Session 3: Run BWA, inspect and filter the output
In this part of the course, we will not use the IMP3 pipeline. You have done some mapping already in the second session. Today, we will look at some of the commands IMP3 uses on their own.
In this session, you can use the environments IMP3 provides on crunchomics to preprocess data with BWA-MEM.
External users
Warning
Data
For this session, there are a few small files prepared on crunchomics:
cd /zfs/omics/projects/metatools/SANDBOX/Metagenomics101/EXAMPLE_DATA/READS
ls
less COSMIC_vag.test.r1.fq
In addition, you can use reference files from the IMP3 databases or the test set:
ls /zfs/omics/projects/metatools/DB/filtering/
ls /zfs/omics/projects/metatools/SANDBOX/Metagenomics101/EXAMPLE_DATA/REFERENCES
Running BWA-MEM indexing
Normally, you first need to build an index of you references. You can do this like so:
cd ~/personal
cp /zfs/omics/projects/metatools/SANDBOX/Metagenomics101/EXAMPLE_DATA/REFERENCES/mg.assembly.merged.fa .
conda activate /zfs/omics/projects/metatools/TOOLS/IMP3/conda/76e02d85877600c41ac84cb7bc27a189
bwa index mg.assembly.merged.fa
RESOURCES!
Warning
You could also use the indices in the example data folder.
Running mapping with BWA-MEM
In the next step, you run the actual mapping.

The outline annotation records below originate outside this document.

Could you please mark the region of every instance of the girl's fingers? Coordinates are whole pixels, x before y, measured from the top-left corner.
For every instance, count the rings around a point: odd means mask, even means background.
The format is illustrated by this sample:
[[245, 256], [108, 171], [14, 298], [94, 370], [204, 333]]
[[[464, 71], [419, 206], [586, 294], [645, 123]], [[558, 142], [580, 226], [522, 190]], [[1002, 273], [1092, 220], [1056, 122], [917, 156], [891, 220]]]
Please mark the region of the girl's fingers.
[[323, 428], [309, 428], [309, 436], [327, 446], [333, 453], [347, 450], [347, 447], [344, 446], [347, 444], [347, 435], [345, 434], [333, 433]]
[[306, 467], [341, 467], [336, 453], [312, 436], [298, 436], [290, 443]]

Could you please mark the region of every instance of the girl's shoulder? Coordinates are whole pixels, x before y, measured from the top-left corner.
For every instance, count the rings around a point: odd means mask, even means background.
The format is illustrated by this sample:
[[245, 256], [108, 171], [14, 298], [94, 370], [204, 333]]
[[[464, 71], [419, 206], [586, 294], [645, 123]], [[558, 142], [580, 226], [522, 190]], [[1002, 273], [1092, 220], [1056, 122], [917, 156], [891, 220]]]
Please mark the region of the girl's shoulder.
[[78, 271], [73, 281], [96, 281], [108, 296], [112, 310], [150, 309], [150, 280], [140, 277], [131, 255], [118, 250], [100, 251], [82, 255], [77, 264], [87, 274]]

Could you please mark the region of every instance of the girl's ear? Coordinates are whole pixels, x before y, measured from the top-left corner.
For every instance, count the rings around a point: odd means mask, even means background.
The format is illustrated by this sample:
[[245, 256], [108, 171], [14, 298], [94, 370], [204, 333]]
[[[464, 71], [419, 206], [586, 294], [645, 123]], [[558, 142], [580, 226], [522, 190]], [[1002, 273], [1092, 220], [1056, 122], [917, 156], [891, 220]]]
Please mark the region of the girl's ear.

bwa mem -v 1 -t 1 mg.assembly.merged.fa /zfs/omics/projects/metatools/SANDBOX/Metagenomics101/EXAMPLE_DATA/READS/test.mg.1.fastq /zfs/omics/projects/metatools/SANDBOX/Metagenomics101/EXAMPLE_DATA/READS/test.mg.2.fastq >> test_alignment.sam
You can find the help for bwa mem by typing bwa mem
.
You can run other data, for example, the COSMIC_vag.test.r1|2.fq
with the hg38.fa
.
Take a look at the alignment file
The output of the BWA-MEM step is an alignment file in .sam format. There is a long header, but after that (for example at the end of the file), you see the alignment information as discussed in the lecture.
tail test_alignment.sam
Converting the alignment file to binary (compressed) format
Usually, we will not want to store the big .sam file on our disk. Instead, we convert it to .bam format.
samtools view --threads 1 -bS test_alignment.sam > test_alignment.bam
You could also do this in one step with the mapping:
bwa mem -v 1 -t 1 /zfs/omics/projects/metatools/DB/filtering/hg38.fa /zfs/omics/projects/metatools/SANDBOX/Metagenomics101/EXAMPLE_DATA/READS/COSMIC_vag.test.r1.fq /zfs/omics/projects/metatools/SANDBOX/Metagenomics101/EXAMPLE_DATA/READS/COSMIC_vag.test.r2.fq |\
samtools view --threads 1 -bS - > COSMIC_alignment.bam
You can always look at a .bam file with samtools view
:
samtools view COSMIC_alignment.bam | less
Filtering the .bam file
You can use samtools view
also to filter the reads. For example, you can use -f 4
to find only reads which don’t map your reference.
samtools view -f 4 COSMIC_alignment.bam | less
Likewise, -F 4
only gives you reads which map. But be careful, there’s also a second read.
Consult explain flags to find other flags you may want to set. This page contains the manual of samtools.
More complex filtering
In IMP3, we use this command to remove reads mapping to a host genome:
samtools merge --threads 1 -u - \
<(samtools view --threads 1 -u -f 4 -F 264 COSMIC_alignment.bam) \
<(samtools view --threads 1 -u -f 8 -F 260 COSMIC_alignment.bam) \
<(samtools view --threads 1 -u -f 12 -F 256 COSMIC_alignment.bam) | \
samtools view --threads 1 -bF 0x800 - | \
samtools sort --threads 1 -m 3G -n - | \
bamToFastq -i stdin -fq COSMIC_filtered.r1.fq -fq2 COSMIC_filtered.r2.fq
conda deactivate
Can you figure out what happens here?